To serve the European market properly, Sarkar said Apollo established tie-ins with universities and professors in Europe so the firm´s personnel could get exposure and training to develop the high-tech tires it wanted to sell in that region.
About eight months ago Apollo launched two new-generation high performance tires for the European market-a V-rated asymmetric radial, and a W-rated directional model.
"The success of those technologies gives us the confidence that we do not need a technical partner," he said.
The big acquisition
The $220 million tire maker Apollo purchased last year-Dunlop Tyres International-also serves Europe. The company operates plants in Durban and Ladysmith, South Africa, and another in Bulawayo, Zimbabwe.
Sarkar said Dunlop Tyres International shares a lot of similarities with Apollo. For example, the firm is a big player in the truck tire market in South Africa, holding a 23-percent share of truck and bus and 20-percent share of light truck tires in the nation.

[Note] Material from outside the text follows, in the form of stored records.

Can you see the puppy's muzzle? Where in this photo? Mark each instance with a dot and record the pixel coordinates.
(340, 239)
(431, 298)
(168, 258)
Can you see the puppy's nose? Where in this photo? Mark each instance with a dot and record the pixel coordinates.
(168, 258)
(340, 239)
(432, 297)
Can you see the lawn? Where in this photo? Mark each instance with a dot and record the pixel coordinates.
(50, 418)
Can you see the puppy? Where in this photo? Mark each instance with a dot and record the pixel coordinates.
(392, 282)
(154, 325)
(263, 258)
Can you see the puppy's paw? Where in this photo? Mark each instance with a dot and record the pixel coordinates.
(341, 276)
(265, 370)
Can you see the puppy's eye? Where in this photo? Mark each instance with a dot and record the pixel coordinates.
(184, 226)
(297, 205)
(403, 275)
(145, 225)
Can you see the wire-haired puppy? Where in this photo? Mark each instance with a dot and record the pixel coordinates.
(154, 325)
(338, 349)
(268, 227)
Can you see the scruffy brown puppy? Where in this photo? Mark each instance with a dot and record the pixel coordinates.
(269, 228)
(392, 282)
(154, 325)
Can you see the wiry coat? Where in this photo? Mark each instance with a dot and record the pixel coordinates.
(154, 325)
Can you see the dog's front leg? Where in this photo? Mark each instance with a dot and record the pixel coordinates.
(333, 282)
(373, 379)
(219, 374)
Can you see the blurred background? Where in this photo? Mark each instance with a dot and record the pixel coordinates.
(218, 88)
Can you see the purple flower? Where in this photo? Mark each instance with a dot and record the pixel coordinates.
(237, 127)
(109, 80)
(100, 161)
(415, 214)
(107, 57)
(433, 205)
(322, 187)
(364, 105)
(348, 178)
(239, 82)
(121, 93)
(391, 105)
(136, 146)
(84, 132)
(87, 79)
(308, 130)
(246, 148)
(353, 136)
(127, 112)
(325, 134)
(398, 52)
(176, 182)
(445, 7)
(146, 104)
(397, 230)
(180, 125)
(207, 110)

The company has reasonably good distribution in Europe, Germany, the United Kingdom and Holland. Overall, the firm was a good fit for a couple of other reasons, too.
"We realized that we could sell tires across Africa, where the operating conditions are not that different from ours," he said. Additionally, the manufacturer was privately owned by financial investors and management, and amenable to sale.
About 75 percent of Dunlop Tyres´ sales are in South Africa and neighboring countries.
The acquisition was the first foreign purchase by any Indian tire maker, but likely won´t be the last for Apollo. The company, which has the best margins of all the Indian tire makers, expects to meet its ambitious goals via organic growth and further acquisitions with sights set on China, Eastern Europe and Southeast Asia.